SQL-Based API Key Issuance

KeyHippo provides a mechanism for generating and managing API keys directly within your Supabase database using SQL functions.

​

Core Concepts

1. Database-Centric: API keys are issued and managed directly within Postgres, utilizing its built-in security and performance.
2. Cryptographic Security: Keys are generated using secure cryptographic methods to ensure uniqueness and resistance to tampering.
3. Stateless Validation: API keys can be validated without requiring frequent database queries, improving performance and scalability.

​

Key Generation

API keys are generated using the keyhippo.create_api_key function, which issues a new key for a specified user. The function takes the user’s unique identifier and a description of the key’s intended use as parameters.

SELECT keyhippo.create_api_key(id_of_user TEXT, key_description TEXT) RETURNS TEXT

​

Parameters:

• id_of_user: The unique identifier (UUID) of the user for whom the API key is being generated.
• key_description: A human-readable description of the API key’s purpose.

​

Returns:

• The API key as a TEXT value.

​

Example Usage

The following query generates a new API key for a user:

SELECT keyhippo.create_api_key(
  '123e4567-e89b-12d3-a456-426614174000',
  'Primary API Key for Project X'
) AS new_api_key;

​

Key Generation Process

When an API key is generated, several steps are performed:

1. Permission Verification: The function checks that the caller has the necessary permissions to create API keys.
2. Unique Key Creation: A UUID is generated as a unique identifier for the key.
3. JWT Creation: A JSON Web Token (JWT) is created containing key metadata.
4. Signature: The JWT is signed to prevent tampering.
5. Cryptographic Hashing: The final API key is created by hashing the signed JWT.
6. Secure Storage: Key metadata is securely stored in the database. The raw API key is never saved.

​

Additional Key Management Functions

Several additional SQL functions are provided to manage the lifecycle of API keys:

​

Revoking a Key

An API key can be revoked using the keyhippo.revoke_api_key function. Once revoked, the key can no longer be used.

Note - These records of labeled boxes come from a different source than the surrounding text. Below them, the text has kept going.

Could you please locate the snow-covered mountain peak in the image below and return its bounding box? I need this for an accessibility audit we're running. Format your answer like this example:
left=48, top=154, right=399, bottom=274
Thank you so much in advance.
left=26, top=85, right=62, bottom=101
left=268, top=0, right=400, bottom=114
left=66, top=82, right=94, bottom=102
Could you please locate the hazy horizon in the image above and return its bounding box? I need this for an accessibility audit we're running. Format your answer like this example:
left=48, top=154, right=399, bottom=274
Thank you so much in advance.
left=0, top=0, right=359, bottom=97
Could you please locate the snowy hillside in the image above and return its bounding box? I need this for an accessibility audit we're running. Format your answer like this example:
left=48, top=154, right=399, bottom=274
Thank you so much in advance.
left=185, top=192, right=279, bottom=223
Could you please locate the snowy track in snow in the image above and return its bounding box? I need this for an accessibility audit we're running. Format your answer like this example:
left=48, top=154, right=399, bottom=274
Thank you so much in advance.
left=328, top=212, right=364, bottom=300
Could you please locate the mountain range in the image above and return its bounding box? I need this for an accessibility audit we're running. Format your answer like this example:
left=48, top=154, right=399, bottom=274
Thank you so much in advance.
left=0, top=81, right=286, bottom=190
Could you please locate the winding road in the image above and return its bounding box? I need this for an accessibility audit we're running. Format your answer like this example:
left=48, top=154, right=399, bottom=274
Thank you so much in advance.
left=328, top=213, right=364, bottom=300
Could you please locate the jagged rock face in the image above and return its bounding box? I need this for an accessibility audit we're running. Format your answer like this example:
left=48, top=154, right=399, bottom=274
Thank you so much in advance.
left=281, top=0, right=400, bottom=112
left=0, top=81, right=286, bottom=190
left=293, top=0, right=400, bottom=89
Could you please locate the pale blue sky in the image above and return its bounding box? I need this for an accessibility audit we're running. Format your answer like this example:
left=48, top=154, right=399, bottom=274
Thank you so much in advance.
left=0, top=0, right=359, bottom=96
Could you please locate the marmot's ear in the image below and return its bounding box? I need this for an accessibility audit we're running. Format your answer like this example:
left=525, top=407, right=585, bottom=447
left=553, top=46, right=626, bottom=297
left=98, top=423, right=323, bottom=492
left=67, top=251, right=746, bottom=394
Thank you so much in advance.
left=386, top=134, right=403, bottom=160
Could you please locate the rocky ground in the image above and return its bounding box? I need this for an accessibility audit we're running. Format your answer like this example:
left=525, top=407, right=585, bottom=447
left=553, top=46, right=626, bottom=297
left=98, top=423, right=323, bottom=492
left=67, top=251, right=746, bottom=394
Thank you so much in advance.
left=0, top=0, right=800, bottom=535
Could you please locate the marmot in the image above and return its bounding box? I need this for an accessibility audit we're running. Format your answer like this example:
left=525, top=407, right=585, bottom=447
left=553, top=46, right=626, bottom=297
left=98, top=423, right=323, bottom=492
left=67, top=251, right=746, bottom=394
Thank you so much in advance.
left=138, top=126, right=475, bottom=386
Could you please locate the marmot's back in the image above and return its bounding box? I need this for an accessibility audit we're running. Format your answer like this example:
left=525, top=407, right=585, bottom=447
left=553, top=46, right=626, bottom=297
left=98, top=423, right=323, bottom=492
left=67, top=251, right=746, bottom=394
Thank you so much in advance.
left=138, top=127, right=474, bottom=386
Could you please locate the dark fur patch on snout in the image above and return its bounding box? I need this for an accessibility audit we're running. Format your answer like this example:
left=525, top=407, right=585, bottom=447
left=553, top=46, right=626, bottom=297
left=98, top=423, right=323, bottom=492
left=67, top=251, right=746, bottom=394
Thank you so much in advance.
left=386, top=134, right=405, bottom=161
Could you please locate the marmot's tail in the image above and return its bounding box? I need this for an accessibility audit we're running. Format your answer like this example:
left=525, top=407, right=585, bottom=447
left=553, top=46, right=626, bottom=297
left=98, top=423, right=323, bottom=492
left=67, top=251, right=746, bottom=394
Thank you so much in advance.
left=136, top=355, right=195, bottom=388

SELECT keyhippo.revoke_api_key(id_of_user TEXT, secret_id TEXT) RETURNS VOID

​

Retrieving Key Information

Key metadata for a user’s API keys can be retrieved using the keyhippo.load_api_key_info function.

SELECT keyhippo.load_api_key_info(id_of_user TEXT) RETURNS JSONB

​

Fetching Key Metadata

Detailed metadata for all API keys associated with a user can be fetched using the keyhippo.get_api_key_metadata function.

SELECT keyhippo.get_api_key_metadata(id_of_user UUID) RETURNS TABLE (...)

​

Best Practices

1. Principle of Least Privilege: Generate API keys with only the permissions needed for their intended use.
2. Key Rotation: Implement policies to regularly rotate API keys and revoke those no longer in use.
3. Audit Logging: Maintain logs of all key generation and management activities for security auditing purposes.
4. Error Handling: Ensure error handling when working with key management functions to prevent unintended access issues.

​

Performance Considerations

1. Efficient Validation: Key validation can be performed without requiring frequent database lookups, enhancing system performance.
2. Scalability: Stateless validation allows the system to scale efficiently without bottlenecks.
3. Indexing: Proper indexing on key management tables is recommended to improve query performance.

​

Security Considerations

1. Access Control: Restrict access to key management functions to trusted users and roles.
2. Secure Transmission: Always use encrypted connections (e.g., HTTPS) when transmitting API keys.
3. Sensitive Data Handling: Treat API keys as sensitive data. Never log or display full key values in insecure environments.